Deposits and LTV

How to Calculate Loan-to-Value

A clear home-buying guide to loan-to-value, deposit share, remortgage scenarios, and why lenders pay attention to the percentage.

Published 13 May 2026 4 min read Mortgage and home buying
A model house with keys and a notebook on a bright desk.

Loan-to-value, or LTV, compares a mortgage amount with the property value. Use the loan-to-value calculator to check LTV from property value, deposit, or target percentage.

The short version

The formula is:

LTV = mortgage amount / property value x 100

If a property is worth 300,000 and the mortgage is 240,000, the LTV is 80%. The deposit share is the remaining 20%.

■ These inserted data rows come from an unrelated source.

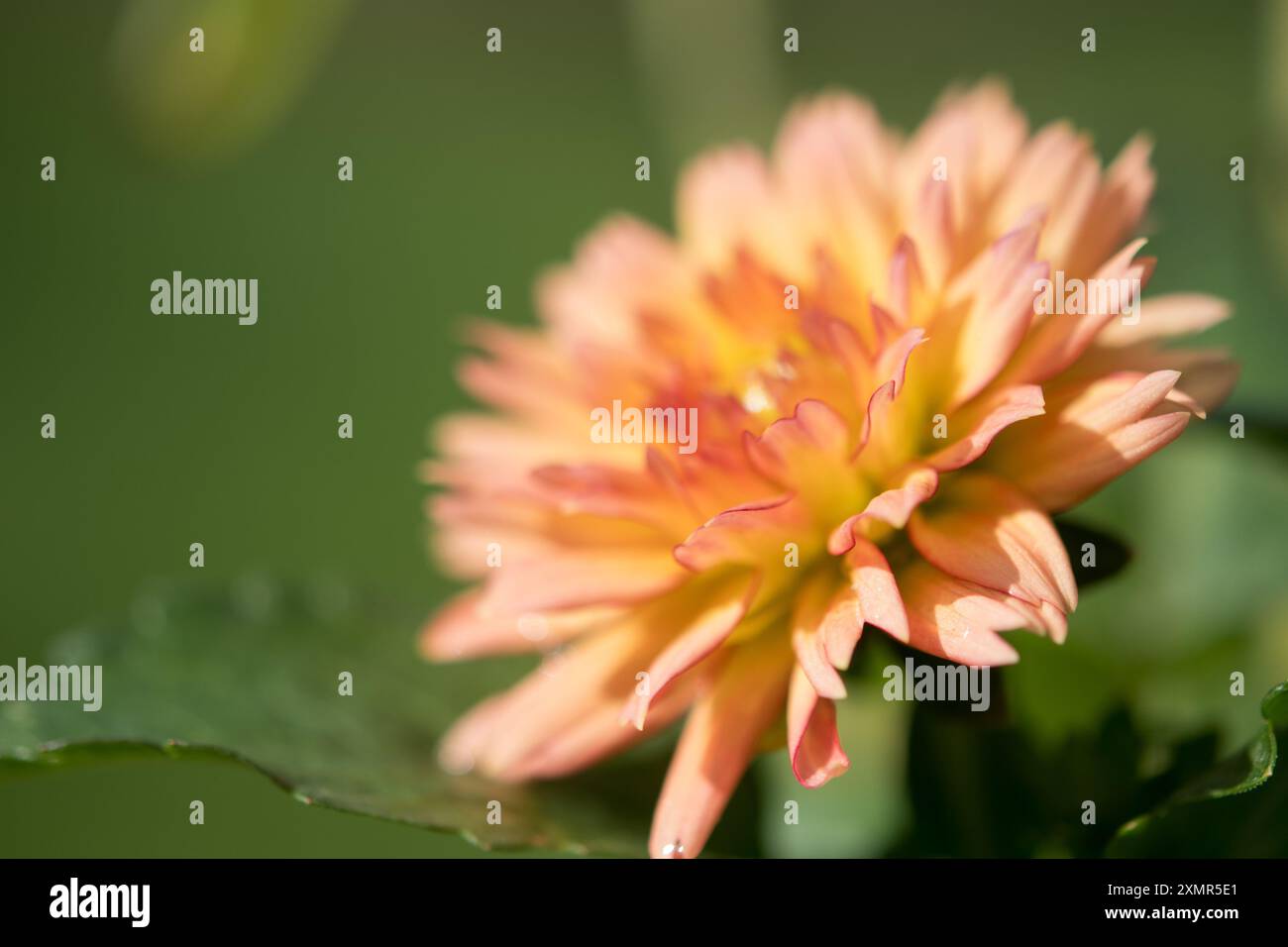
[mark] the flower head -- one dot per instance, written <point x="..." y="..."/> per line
<point x="848" y="394"/>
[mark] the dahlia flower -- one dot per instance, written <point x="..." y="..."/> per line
<point x="887" y="414"/>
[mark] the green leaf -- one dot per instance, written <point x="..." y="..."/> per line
<point x="1235" y="808"/>
<point x="252" y="674"/>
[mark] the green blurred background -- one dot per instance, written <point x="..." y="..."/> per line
<point x="475" y="169"/>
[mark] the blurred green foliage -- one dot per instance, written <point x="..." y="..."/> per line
<point x="475" y="170"/>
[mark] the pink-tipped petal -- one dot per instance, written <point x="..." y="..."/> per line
<point x="812" y="744"/>
<point x="715" y="748"/>
<point x="983" y="530"/>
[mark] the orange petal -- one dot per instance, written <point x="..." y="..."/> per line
<point x="724" y="607"/>
<point x="812" y="742"/>
<point x="1093" y="437"/>
<point x="877" y="591"/>
<point x="983" y="530"/>
<point x="960" y="620"/>
<point x="893" y="506"/>
<point x="462" y="631"/>
<point x="1177" y="313"/>
<point x="1003" y="410"/>
<point x="571" y="579"/>
<point x="717" y="742"/>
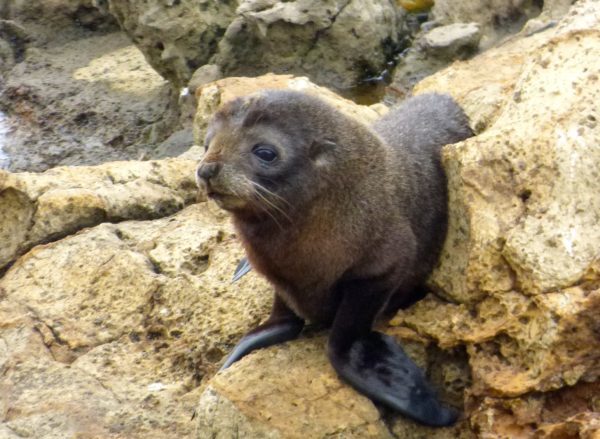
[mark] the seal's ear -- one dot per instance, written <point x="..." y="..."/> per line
<point x="320" y="151"/>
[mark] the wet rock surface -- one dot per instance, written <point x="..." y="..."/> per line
<point x="337" y="43"/>
<point x="116" y="307"/>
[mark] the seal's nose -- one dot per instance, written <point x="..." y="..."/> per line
<point x="209" y="170"/>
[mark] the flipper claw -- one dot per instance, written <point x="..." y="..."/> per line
<point x="263" y="336"/>
<point x="242" y="269"/>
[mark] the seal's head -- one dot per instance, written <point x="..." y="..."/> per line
<point x="262" y="153"/>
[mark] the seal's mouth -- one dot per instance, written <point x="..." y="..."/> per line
<point x="225" y="200"/>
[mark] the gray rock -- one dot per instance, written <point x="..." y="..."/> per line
<point x="335" y="43"/>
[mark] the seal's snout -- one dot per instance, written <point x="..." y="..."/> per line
<point x="208" y="170"/>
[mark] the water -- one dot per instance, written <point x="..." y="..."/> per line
<point x="4" y="130"/>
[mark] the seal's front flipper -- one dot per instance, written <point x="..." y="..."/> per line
<point x="282" y="325"/>
<point x="241" y="270"/>
<point x="377" y="366"/>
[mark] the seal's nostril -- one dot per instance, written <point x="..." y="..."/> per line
<point x="206" y="171"/>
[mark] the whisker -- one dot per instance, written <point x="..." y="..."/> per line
<point x="271" y="199"/>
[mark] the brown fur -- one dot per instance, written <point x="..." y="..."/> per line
<point x="343" y="201"/>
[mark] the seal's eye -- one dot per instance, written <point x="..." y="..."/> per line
<point x="265" y="153"/>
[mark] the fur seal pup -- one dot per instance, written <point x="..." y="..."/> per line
<point x="345" y="220"/>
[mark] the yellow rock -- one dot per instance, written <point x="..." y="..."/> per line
<point x="415" y="5"/>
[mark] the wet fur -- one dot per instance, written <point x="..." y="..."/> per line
<point x="350" y="221"/>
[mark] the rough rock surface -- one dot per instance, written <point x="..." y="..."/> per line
<point x="335" y="42"/>
<point x="83" y="98"/>
<point x="37" y="208"/>
<point x="520" y="271"/>
<point x="115" y="325"/>
<point x="497" y="18"/>
<point x="108" y="332"/>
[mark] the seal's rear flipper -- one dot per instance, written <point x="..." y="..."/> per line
<point x="377" y="366"/>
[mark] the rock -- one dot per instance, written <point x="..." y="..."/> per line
<point x="211" y="96"/>
<point x="498" y="19"/>
<point x="415" y="5"/>
<point x="38" y="208"/>
<point x="13" y="43"/>
<point x="205" y="74"/>
<point x="337" y="44"/>
<point x="109" y="331"/>
<point x="257" y="400"/>
<point x="450" y="40"/>
<point x="83" y="101"/>
<point x="114" y="317"/>
<point x="57" y="13"/>
<point x="431" y="51"/>
<point x="521" y="282"/>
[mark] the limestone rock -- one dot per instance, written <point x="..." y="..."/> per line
<point x="109" y="331"/>
<point x="497" y="19"/>
<point x="515" y="198"/>
<point x="254" y="399"/>
<point x="213" y="95"/>
<point x="451" y="39"/>
<point x="82" y="98"/>
<point x="38" y="208"/>
<point x="337" y="43"/>
<point x="88" y="13"/>
<point x="520" y="279"/>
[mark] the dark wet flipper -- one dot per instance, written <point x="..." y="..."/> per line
<point x="282" y="325"/>
<point x="377" y="366"/>
<point x="242" y="269"/>
<point x="264" y="336"/>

Try it with your own numbers

Use the loan-to-value calculator alongside the mortgage calculator. For UK purchase planning, also check the stamp duty calculator and moving costs calculator.

How the calculation works

Start with the property value. Then identify the mortgage amount. If you know the deposit instead, subtract the deposit from the property value to estimate the mortgage amount.

For example, a 50,000 deposit on a 250,000 property means the mortgage is 200,000. The LTV is 200,000 / 250,000 x 100 = 80%.

A worked example

Suppose:

  • Property value: 425,000
  • Deposit: 63,750
  • Mortgage amount: 361,250

LTV = 361,250 / 425,000 x 100 = 85%.

Deposit share = 63,750 / 425,000 x 100 = 15%.

Watch-outs

  • Dividing deposit by mortgage amount instead of property value.
  • Using asking price when the lender uses a different valuation.
  • Forgetting that remortgage LTV may use current value, not purchase price.
  • Treating an LTV estimate as mortgage approval.
  • Ignoring fees that are added to the loan.

How to read the result

Use LTV to understand deposit strength and compare mortgage scenarios. Lower LTV can sometimes open different rate bands, but lender rules vary. The calculation is only one part of affordability and approval.

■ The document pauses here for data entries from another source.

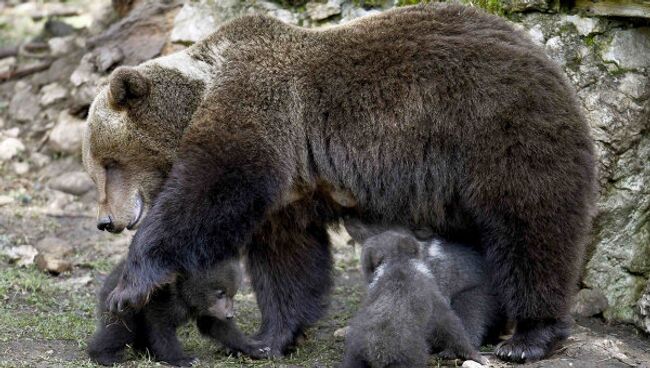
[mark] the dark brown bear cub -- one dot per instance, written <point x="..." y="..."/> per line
<point x="206" y="297"/>
<point x="406" y="312"/>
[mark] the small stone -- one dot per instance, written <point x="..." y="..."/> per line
<point x="635" y="85"/>
<point x="52" y="93"/>
<point x="319" y="11"/>
<point x="630" y="48"/>
<point x="60" y="46"/>
<point x="524" y="5"/>
<point x="22" y="255"/>
<point x="75" y="183"/>
<point x="54" y="246"/>
<point x="192" y="23"/>
<point x="67" y="134"/>
<point x="12" y="133"/>
<point x="585" y="26"/>
<point x="471" y="364"/>
<point x="20" y="168"/>
<point x="39" y="160"/>
<point x="49" y="263"/>
<point x="342" y="332"/>
<point x="589" y="302"/>
<point x="9" y="148"/>
<point x="536" y="34"/>
<point x="108" y="57"/>
<point x="24" y="104"/>
<point x="5" y="200"/>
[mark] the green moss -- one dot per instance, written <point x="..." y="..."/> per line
<point x="411" y="2"/>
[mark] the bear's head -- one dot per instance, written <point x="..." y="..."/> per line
<point x="133" y="131"/>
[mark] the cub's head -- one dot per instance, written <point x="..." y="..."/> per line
<point x="392" y="245"/>
<point x="212" y="293"/>
<point x="133" y="131"/>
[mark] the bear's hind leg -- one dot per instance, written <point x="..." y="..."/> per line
<point x="535" y="268"/>
<point x="290" y="270"/>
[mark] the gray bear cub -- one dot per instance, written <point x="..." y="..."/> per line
<point x="423" y="296"/>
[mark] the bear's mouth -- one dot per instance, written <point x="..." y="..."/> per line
<point x="138" y="209"/>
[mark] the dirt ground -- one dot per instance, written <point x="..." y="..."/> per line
<point x="46" y="319"/>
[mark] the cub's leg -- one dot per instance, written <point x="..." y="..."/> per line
<point x="291" y="272"/>
<point x="111" y="338"/>
<point x="228" y="334"/>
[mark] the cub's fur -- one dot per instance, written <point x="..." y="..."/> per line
<point x="460" y="274"/>
<point x="436" y="116"/>
<point x="405" y="311"/>
<point x="206" y="297"/>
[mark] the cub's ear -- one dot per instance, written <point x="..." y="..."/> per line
<point x="127" y="87"/>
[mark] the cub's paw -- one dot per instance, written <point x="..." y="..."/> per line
<point x="519" y="351"/>
<point x="107" y="358"/>
<point x="182" y="362"/>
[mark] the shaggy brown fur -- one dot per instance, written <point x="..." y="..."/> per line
<point x="430" y="116"/>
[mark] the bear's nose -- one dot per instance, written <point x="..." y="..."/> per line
<point x="105" y="223"/>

Tools mentioned in this article

Reader questions

Is 80% LTV the same as a 20% deposit?

Yes, if there are no fees added to the mortgage and the lender uses the same property value.

Can LTV change after purchase?

Yes. It changes as the mortgage balance falls or the property value changes.

What LTV do lenders prefer?

It varies by lender and market. Lower LTV is generally less risky, but affordability checks still matter.

Should I include buying costs in LTV?

Usually no. LTV compares the loan secured on the property with the property value, not total moving costs.